Since I was just a little boy, one of my favorite lines in the world is..."and they lived happily ever after."  I've always loved movies and books that have happy endings.  I've read so many books and seen so many movies that didn't have happy endings and at the end I always feel let down.  I began to wonder why that happy ending was so important to me; why it struck such a chord in me.
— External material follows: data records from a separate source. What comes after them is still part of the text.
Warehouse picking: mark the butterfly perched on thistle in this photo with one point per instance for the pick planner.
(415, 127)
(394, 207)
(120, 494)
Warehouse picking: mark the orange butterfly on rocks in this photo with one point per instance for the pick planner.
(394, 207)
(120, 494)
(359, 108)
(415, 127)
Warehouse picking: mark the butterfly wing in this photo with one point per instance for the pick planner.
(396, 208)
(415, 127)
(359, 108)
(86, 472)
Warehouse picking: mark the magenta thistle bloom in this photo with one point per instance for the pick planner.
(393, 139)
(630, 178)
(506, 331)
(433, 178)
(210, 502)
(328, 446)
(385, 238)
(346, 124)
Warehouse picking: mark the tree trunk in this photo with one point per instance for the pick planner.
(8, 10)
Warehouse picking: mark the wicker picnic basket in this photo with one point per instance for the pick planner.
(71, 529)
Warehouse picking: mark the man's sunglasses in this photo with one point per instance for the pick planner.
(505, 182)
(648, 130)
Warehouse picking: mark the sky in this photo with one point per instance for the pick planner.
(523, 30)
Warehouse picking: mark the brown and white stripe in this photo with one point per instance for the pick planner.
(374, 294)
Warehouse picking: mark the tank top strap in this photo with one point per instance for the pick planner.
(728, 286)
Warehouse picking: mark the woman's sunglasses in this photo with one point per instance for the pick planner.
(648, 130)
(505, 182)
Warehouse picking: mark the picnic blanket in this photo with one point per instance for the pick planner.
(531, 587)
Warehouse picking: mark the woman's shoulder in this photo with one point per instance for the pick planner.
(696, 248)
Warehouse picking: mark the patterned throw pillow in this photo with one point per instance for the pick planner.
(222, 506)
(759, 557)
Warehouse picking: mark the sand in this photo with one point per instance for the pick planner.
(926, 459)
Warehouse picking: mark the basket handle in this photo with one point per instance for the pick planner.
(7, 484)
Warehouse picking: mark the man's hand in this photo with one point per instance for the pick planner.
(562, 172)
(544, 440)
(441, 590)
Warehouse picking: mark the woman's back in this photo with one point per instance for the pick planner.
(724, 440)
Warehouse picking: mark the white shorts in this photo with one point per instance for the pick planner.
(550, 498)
Is it just escapist?  A desire to escape from the turmoil and suffering I see and experience?  Is it a desire for a type of fantasy comfort food?  Possibly.  But the more I thought about it, the more I realized that wasn't the real reason.  I'm a Star Trek fan and when a young Captain Kirk was in the Star Fleet Academy he had to take a certain test that determined your fitness for leadership.  It was a required test...and unwinnable.  It was a simulation of a real battle scenario.  Captain Kirk took the test and failed it--twice.  But the third time he passed it, which by the way was impossible without cheating...which he had done.  He had simply reprogrammed the computer program so the potential to win was there.  He got in a lot of trouble for it, but I remember the reason he gave under questioning.  "I don't believe in the no-win scenario."

He had a problem with the game itself, with the idea behind it, the reason they were being made to take it and this was his response to it.  In the same way I believe in happy endings, not just for amusement or inspiration, but because God is the Author of our story--and He is the author of happy endings.  We have to experience great struggle and much disappointment in life--but for each of us who believe, God does have a happy ending planned.

One of my favorite authors, J.R. Tolkien, a Christian who wrote, The Hobbit, and The Lord of the Rings, and other books insists that all of us really sense that happy endings aren't just escapist, but somehow true to reality.  He said that stories like his that had happy endings actually point to an underlying reality.  When we read these kind of stories we are being told that yes, the world is full of danger, sorrow, and tragedy, but nonetheless there is a meaning to things.  There is a difference between good and evil and one day evil will be defeated and truth and good will win.

Like Captain Kirk, I don't believe in the no-win scenario either.  That's why I believe in happy endings.